Tocca a denunciare la "scomparsa". Me lo ripetono anche al telefono: "Ma siete sicuri? Cioè devo fare la denuncia per furto? E se poi salta fuori? Allora mi arrabbio davvero". La tizia seccata mi risponde acida che non ci sono alternative. Io le faccio notare che se poi ritrovo la macchina è la dimostrazione che sono degli incompetenti. La tizia si offende. Rendiamoci conto.

Vado alla Polizia, non mi resta altro. In questura se la ridono, a denti stretti, sanno con chi hanno a che fare, la Polizia Municipale. Ci litigano ogni giorno. Provano a chiamare loro, vanamente, poi mi consigliano di andare di persona alla centrale dei vigili urbani, in via Montecatini. Uff... E va bè, proviamoci.

Nel palazzotto che conosco fin troppo bene, dopo un paio di saliscendi a vuoto, finalmente becco un vigile gentile che acchiappa un impiegato, gli rispiego tutto, ancora una volta. Quello va in un altro ufficio, promettendo al vigile che ora scopre l'arcano. Il vecchio vigile se ne va. L'impiegato torna con un foglietto: "Nessuna novità, chiami questo numero 0667691". Non ci credo. Lo stesso di prima. "Ah, ma si ricordi di precisare che è stata spostata di notte". Ah, grazie infinite.

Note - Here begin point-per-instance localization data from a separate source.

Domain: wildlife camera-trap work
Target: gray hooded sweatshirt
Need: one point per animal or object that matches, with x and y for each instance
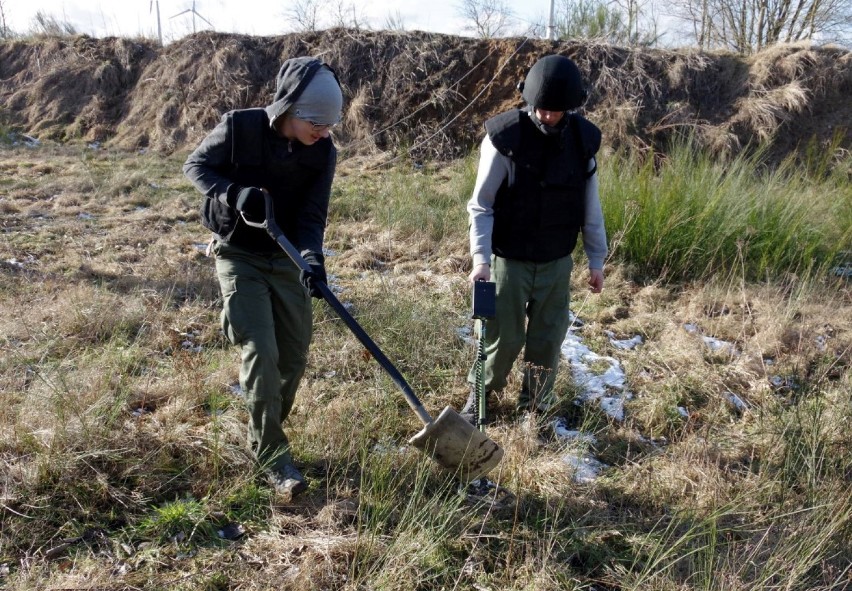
(245, 150)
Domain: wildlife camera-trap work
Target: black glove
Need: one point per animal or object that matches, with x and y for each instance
(309, 279)
(252, 203)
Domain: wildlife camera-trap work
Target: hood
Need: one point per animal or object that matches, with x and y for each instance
(293, 77)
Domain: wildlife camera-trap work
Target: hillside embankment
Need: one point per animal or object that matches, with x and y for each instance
(427, 94)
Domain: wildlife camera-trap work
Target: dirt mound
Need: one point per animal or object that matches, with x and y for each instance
(424, 93)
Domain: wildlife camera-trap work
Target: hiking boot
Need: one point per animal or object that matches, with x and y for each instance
(287, 480)
(470, 410)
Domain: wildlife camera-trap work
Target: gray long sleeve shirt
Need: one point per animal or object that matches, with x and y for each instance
(494, 168)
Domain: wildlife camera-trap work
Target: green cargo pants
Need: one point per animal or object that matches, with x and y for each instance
(531, 314)
(268, 314)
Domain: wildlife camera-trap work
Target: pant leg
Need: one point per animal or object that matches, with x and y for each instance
(548, 320)
(292, 312)
(251, 294)
(506, 332)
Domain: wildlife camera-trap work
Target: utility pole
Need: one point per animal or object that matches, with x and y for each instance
(194, 14)
(159, 28)
(551, 28)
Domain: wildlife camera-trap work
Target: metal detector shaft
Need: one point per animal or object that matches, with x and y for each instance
(275, 232)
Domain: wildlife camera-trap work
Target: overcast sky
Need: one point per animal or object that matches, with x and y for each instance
(128, 18)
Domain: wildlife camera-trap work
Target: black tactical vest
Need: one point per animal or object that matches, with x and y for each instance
(538, 217)
(260, 158)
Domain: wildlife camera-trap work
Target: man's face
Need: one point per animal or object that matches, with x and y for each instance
(551, 118)
(303, 131)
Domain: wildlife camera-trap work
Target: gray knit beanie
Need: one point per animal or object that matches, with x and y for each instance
(321, 101)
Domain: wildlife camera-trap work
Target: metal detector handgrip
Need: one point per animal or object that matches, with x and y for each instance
(275, 232)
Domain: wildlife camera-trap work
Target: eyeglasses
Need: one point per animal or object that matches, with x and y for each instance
(320, 126)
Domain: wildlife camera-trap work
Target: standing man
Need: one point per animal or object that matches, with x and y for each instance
(283, 150)
(536, 190)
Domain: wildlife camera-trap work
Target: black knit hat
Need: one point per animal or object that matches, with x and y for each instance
(553, 83)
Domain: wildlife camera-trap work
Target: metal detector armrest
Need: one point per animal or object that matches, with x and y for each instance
(484, 299)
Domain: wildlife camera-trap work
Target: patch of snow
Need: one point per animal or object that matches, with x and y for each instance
(735, 401)
(585, 467)
(624, 344)
(719, 346)
(565, 434)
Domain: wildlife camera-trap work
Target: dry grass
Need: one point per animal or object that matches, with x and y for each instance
(122, 446)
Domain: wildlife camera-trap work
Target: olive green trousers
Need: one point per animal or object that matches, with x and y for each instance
(268, 314)
(531, 313)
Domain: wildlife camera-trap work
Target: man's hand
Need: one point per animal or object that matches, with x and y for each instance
(596, 280)
(251, 202)
(480, 272)
(310, 279)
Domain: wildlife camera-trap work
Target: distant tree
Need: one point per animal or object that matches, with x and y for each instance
(304, 14)
(394, 22)
(4, 29)
(747, 26)
(486, 18)
(346, 15)
(621, 23)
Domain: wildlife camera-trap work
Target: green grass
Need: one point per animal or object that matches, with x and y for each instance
(123, 447)
(692, 217)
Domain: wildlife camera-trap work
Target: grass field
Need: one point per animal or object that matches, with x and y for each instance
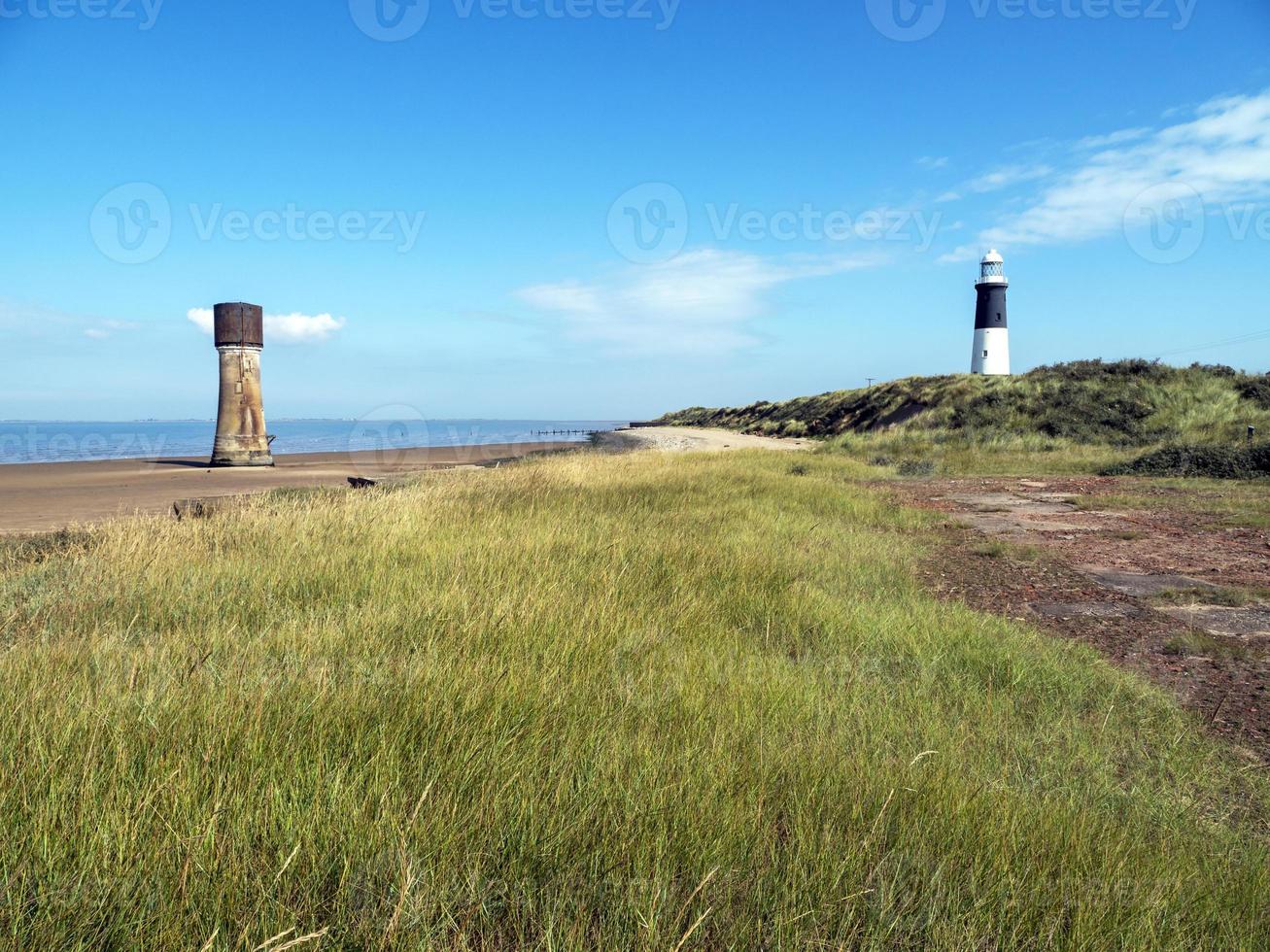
(587, 702)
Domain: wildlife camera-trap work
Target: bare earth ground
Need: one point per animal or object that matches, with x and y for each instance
(42, 496)
(1099, 575)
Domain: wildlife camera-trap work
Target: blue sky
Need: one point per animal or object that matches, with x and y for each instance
(437, 203)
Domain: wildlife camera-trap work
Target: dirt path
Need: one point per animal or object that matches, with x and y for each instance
(42, 496)
(1169, 593)
(689, 438)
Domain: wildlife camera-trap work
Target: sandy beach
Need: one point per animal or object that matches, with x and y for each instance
(42, 496)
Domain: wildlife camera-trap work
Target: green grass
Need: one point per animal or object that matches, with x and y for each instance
(1124, 404)
(1217, 595)
(1225, 501)
(587, 702)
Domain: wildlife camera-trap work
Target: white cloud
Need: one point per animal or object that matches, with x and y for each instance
(1008, 177)
(1113, 139)
(280, 327)
(1221, 153)
(700, 301)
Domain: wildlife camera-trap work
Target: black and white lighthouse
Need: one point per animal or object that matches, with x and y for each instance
(991, 338)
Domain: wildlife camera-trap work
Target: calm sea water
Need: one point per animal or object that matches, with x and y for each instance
(44, 442)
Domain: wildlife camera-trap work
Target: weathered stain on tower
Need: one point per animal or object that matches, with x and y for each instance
(240, 437)
(991, 336)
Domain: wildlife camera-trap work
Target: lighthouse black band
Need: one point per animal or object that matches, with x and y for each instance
(989, 311)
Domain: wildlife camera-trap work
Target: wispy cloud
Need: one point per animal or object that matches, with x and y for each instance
(280, 327)
(702, 301)
(1221, 155)
(1009, 175)
(106, 329)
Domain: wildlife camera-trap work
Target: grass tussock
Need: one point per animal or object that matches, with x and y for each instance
(1189, 460)
(1072, 418)
(587, 702)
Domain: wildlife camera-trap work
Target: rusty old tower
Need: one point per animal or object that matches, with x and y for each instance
(240, 437)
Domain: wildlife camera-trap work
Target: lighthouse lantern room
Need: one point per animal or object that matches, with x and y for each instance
(991, 336)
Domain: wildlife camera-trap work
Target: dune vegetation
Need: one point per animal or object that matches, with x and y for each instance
(1077, 417)
(642, 700)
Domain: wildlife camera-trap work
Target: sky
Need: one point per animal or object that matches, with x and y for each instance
(612, 208)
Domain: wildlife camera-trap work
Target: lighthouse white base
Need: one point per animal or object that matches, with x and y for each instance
(991, 352)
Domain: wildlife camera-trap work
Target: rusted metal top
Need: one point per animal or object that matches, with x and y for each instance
(239, 325)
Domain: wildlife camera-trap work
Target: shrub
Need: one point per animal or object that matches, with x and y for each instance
(1257, 390)
(916, 467)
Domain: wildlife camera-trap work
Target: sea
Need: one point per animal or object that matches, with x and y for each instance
(51, 442)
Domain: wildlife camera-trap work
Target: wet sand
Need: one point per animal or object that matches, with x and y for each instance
(42, 496)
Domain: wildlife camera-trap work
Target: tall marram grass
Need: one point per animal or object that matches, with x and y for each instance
(586, 702)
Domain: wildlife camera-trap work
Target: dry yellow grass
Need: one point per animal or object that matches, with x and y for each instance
(646, 700)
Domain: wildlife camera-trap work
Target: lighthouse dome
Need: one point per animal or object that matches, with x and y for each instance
(992, 269)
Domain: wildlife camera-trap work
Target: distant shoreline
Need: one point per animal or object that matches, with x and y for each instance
(53, 495)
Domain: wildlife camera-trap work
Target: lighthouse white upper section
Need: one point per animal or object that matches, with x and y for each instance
(992, 269)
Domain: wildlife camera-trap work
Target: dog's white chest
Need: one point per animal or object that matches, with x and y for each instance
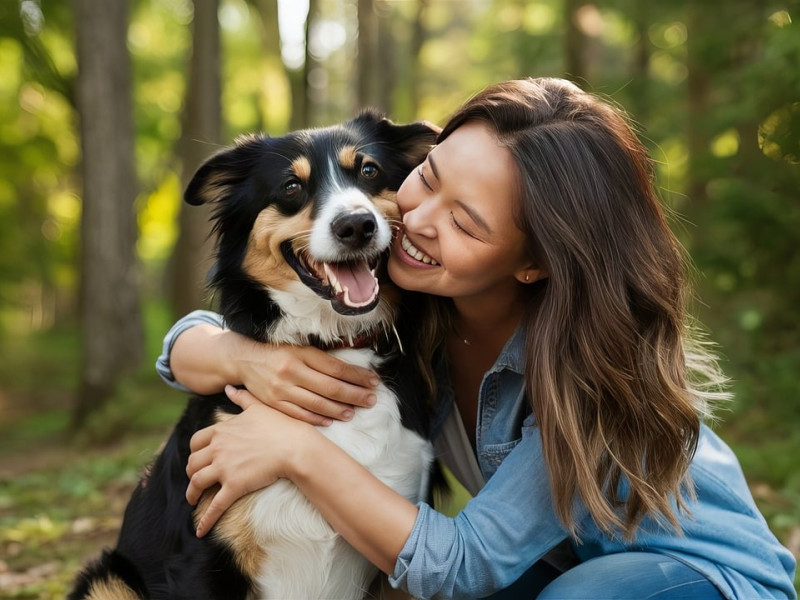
(304, 556)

Torno alla Polizia. Non la prendono benissimo. Perché loro lavorano e i vigili no? Un agente determinata si mette al telefono. Vuole ottenere delle risposte. Dopo mezz'ora di telefonate, la risposta è la stessa. Nessun dato. La targa non si trova. Non è in alcun deposito, non è in alcun registro di spostamento a vista.

Non ci sono alternative. L'agente controvoglia, mi manda a fare la denuncia. Non vi dico la gioia anche durante la stesura dell'atto. Bene. Ora la mia macchina è stata ufficialmente rubata. Mi viene da ridere, sono sicuro che non sia così, ma cominciano a sorgermi ansie esistenziali stile Fu Mattia Pascal: E se non l'avessi lasciata là? Magari è davvero altrove. Ma io ho la macchina..? Chi sono? Dove vado? Da dove vengo?

Al ritorno passo da quelli delle ganasce, che si erano prodigati per me. Ovviamente il tipo ha parlato col suo collega. Non faccio a tempo a mostrargli la denuncia. La mia macchina è in una piazza poco distante. Bella parcheggiata, non oso immaginare come. La polizia mi consiglia di aspettare e chiamare una volante prima di ritirare la denuncia. Tocca ai vigili prendersi la responsabilità di quello che è successo. E non rimane che fare un esposto al Comune per questa grottesca avventura.